Sunday, November 11, 2018

Sunday Morning Meds--My Rock




“I say to God my Rock, ‘Why have you forgotten me? 
Why must I go about mourning, oppressed by the enemy?’"
Psalm 42:9

You can't help but be struck here by the use of the present tense in this sentence. The psalmist is not reporting some strange moment, a weird epiphany-gone-awry. What he’s saying is, “Whenever I feel estranged from God, I say to him, 'Why'?” Every darn time.

If that’s true, then what he says makes better sense. “I say to God my rock—my fortress in times of trouble—‘why aren’t you my fortress in times of trouble?’”

It's a hybrid pain only believers feel, because only someone who knows God as a rock can feel the terror of sudden quicksand. Only a believer continues to talk to a God who seems to be out of state.
           
Makes no sense, really, but then neither does faith itself, often enough. The paradox of the psalmist’s supplication is understandable only to someone who knows, who says “been there, done that.” Like me . . . and you, probably.
           
And the question, this time at least, isn’t “how long (as it is in Psalm 13, for instance),” but “why?” “Why” is a question that also suggests significant distance. We don’t have time for “why” in the middle of battle. “Why” arises only when the battle doesn’t quit, or when we begin to look at our wounds and realize the pain.
           
In “The Wonders of the Invisible World,” Cotton Mather, the firebrand Puritan prelate, makes great claims for New England’s founders. They were “a chosen generation,” he says, “so pure as to disrelish many things which they thought wanted reformation elsewhere, and yet so peaceable that they embraced a voluntary exile in a squalid, horrid, American dessert.” They were saints.
           
But, alas, Mather says, along came their children, who like “many degenerate plants,” were altogether “otherwise inclined.” The founders were grain; their children, weeds—that’s what Mather sees and how he explains why the Devil is rampaging through New England. Everywhere he looked, after all, he saw witchcraft.

Why? “We have all the reason imaginable to ascribe it unto the rebuke of heaven for our manifold apostacies.” Mather, unlike David, appears to know the answer to why. It’s all our fault. Lo and behold, we’ve departed from righteousness.
           
But Mather’s explanation fed the madness that filled prisons around Salem, Massachusetts, and finally took 25 lives. Thank goodness God isn’t Cotton Mather.
All of us want to know why; all of us seek understanding for what can’t be fully understood. It’s a human thing, and it’s been a great blessing. Why is the source question of science, the foundation of education itself. Why is the beginning of knowledge.

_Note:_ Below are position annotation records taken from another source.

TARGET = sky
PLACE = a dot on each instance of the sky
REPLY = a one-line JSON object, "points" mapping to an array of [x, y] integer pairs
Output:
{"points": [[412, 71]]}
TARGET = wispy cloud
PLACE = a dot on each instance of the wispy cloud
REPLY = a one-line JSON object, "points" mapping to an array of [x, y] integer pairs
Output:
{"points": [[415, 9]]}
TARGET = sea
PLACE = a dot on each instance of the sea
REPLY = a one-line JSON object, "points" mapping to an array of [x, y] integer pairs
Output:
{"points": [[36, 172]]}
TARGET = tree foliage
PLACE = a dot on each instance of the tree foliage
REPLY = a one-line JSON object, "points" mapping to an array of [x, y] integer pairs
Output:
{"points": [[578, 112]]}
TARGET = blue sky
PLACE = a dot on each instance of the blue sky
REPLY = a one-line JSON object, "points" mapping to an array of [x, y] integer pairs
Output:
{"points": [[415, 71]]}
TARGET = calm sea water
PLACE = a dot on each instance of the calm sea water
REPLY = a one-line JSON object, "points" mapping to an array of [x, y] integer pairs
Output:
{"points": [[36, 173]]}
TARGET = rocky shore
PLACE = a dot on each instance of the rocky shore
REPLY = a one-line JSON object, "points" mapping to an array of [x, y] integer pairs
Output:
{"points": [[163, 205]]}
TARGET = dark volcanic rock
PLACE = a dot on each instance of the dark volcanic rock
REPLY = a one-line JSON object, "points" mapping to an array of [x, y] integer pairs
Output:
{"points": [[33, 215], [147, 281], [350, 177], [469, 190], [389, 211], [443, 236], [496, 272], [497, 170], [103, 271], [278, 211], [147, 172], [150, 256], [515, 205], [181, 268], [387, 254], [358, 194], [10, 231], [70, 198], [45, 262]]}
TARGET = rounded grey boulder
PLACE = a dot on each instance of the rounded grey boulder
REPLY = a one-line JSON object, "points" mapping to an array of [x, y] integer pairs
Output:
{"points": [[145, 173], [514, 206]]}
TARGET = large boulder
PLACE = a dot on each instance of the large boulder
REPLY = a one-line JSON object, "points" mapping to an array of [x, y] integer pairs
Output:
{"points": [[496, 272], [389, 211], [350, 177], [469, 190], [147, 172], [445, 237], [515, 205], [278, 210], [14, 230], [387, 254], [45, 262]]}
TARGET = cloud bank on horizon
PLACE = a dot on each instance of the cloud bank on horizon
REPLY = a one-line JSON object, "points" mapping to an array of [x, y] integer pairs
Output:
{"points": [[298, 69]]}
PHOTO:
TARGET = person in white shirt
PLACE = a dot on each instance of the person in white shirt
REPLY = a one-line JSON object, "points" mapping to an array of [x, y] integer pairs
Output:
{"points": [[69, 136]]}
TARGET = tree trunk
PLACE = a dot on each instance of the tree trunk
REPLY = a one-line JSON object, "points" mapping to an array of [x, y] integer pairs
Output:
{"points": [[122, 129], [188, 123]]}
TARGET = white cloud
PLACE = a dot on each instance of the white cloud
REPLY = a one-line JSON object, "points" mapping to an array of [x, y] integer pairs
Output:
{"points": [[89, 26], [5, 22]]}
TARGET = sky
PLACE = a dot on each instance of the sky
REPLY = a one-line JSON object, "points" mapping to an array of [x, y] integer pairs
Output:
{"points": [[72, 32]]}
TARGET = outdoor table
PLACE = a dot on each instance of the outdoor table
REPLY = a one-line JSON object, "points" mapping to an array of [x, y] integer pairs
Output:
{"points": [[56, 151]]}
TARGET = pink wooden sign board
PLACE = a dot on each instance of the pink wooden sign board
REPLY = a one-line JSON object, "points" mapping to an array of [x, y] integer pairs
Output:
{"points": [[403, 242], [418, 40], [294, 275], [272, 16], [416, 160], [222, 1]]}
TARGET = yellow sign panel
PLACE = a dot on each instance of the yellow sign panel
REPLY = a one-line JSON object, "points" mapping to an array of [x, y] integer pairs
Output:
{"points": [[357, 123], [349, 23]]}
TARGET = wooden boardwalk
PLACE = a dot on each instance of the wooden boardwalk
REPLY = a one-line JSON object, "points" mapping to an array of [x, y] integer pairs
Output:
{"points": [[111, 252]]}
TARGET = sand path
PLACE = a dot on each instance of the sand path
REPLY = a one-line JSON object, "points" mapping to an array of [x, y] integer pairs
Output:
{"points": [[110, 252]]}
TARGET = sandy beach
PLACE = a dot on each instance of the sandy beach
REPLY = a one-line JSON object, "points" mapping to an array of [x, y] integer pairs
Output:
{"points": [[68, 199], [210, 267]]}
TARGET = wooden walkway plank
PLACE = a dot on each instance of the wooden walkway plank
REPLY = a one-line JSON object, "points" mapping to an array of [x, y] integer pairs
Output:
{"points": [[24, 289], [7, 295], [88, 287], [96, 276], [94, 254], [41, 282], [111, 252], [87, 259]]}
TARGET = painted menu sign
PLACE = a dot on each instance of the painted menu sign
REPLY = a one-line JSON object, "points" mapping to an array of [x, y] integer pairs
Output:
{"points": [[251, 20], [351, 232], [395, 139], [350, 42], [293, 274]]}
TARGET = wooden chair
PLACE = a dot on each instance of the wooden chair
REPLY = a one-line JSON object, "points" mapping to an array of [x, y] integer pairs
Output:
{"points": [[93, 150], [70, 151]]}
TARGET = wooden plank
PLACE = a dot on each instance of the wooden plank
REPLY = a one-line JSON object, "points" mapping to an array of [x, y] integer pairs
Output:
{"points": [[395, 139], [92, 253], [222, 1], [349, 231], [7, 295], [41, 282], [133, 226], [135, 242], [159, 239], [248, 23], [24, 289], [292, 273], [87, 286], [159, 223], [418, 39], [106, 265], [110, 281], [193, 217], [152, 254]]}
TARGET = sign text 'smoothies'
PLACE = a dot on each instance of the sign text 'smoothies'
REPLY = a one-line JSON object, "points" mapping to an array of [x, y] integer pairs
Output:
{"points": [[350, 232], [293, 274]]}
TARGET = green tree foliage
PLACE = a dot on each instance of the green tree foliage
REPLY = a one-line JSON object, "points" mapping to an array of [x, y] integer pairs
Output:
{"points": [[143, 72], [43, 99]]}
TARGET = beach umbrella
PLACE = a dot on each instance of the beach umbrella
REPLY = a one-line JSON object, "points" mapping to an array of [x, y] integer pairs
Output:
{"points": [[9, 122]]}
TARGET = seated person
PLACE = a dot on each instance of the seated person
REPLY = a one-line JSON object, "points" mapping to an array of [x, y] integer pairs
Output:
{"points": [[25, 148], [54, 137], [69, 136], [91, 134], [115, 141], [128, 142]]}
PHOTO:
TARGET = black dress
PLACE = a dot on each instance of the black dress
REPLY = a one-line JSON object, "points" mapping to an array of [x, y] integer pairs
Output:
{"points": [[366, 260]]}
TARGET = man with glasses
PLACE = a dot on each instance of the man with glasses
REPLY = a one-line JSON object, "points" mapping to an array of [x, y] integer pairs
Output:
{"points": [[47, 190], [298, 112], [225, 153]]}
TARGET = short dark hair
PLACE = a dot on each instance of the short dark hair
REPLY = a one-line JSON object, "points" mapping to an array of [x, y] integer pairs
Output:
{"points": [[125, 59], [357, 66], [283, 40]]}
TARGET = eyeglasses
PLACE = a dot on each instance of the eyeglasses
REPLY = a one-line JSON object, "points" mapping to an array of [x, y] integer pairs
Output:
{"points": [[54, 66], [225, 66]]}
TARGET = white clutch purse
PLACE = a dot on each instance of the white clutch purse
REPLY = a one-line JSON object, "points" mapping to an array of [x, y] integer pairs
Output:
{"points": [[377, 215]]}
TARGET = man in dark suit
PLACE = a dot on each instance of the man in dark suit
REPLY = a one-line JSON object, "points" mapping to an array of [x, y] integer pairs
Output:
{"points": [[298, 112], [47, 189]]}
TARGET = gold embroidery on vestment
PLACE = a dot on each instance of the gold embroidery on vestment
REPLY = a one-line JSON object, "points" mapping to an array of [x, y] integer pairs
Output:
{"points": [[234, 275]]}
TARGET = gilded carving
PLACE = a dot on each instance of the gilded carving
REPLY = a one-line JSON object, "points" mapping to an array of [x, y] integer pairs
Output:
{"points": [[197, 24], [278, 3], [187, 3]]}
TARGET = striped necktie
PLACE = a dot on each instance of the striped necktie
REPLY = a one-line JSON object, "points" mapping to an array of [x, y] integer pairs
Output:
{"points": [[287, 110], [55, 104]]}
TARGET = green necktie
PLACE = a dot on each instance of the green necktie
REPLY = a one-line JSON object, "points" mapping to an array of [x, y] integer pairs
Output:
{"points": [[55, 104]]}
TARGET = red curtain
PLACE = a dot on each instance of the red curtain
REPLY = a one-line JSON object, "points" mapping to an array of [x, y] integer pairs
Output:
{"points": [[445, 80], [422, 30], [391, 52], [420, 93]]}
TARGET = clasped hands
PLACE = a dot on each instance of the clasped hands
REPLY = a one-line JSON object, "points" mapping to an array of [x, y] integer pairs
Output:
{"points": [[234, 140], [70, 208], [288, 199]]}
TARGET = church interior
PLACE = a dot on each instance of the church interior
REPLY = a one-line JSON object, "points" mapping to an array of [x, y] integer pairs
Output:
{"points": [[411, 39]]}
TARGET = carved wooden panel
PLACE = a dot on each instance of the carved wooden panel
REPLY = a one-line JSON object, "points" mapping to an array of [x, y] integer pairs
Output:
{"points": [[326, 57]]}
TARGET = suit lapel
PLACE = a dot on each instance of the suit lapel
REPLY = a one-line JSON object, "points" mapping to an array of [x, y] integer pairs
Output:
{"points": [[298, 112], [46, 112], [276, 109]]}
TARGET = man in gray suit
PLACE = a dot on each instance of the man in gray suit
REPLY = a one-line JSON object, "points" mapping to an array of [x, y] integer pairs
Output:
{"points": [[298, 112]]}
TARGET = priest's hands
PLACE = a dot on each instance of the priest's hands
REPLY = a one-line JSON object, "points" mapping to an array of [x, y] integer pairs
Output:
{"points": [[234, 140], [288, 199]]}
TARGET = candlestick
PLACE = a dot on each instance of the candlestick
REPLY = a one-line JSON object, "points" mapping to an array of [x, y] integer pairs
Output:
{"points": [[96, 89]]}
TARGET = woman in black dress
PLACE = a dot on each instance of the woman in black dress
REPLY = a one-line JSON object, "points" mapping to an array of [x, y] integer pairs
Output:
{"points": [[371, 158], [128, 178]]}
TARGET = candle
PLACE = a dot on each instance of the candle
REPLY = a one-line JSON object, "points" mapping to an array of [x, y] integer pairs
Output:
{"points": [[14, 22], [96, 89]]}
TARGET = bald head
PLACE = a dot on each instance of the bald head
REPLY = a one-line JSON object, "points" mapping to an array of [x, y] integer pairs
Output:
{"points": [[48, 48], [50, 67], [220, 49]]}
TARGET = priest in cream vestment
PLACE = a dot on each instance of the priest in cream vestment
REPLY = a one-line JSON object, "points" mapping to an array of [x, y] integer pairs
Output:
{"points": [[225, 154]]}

But the fear of the Lord is the beginning of wisdom. And some questions we ask, questions from the heart and soul of our lives, may not have easy answers, and that’s the phenomena David is describing. Remember—it has happened more than once. Why have you left me alone?

And really, that’s the story of the psalm: even when he doesn’t seem to be our Rock, he is. It’s all here in this lament, in his pain and his joy. Even when there are no answers, he is.

Makes no sense at all unless you know it too.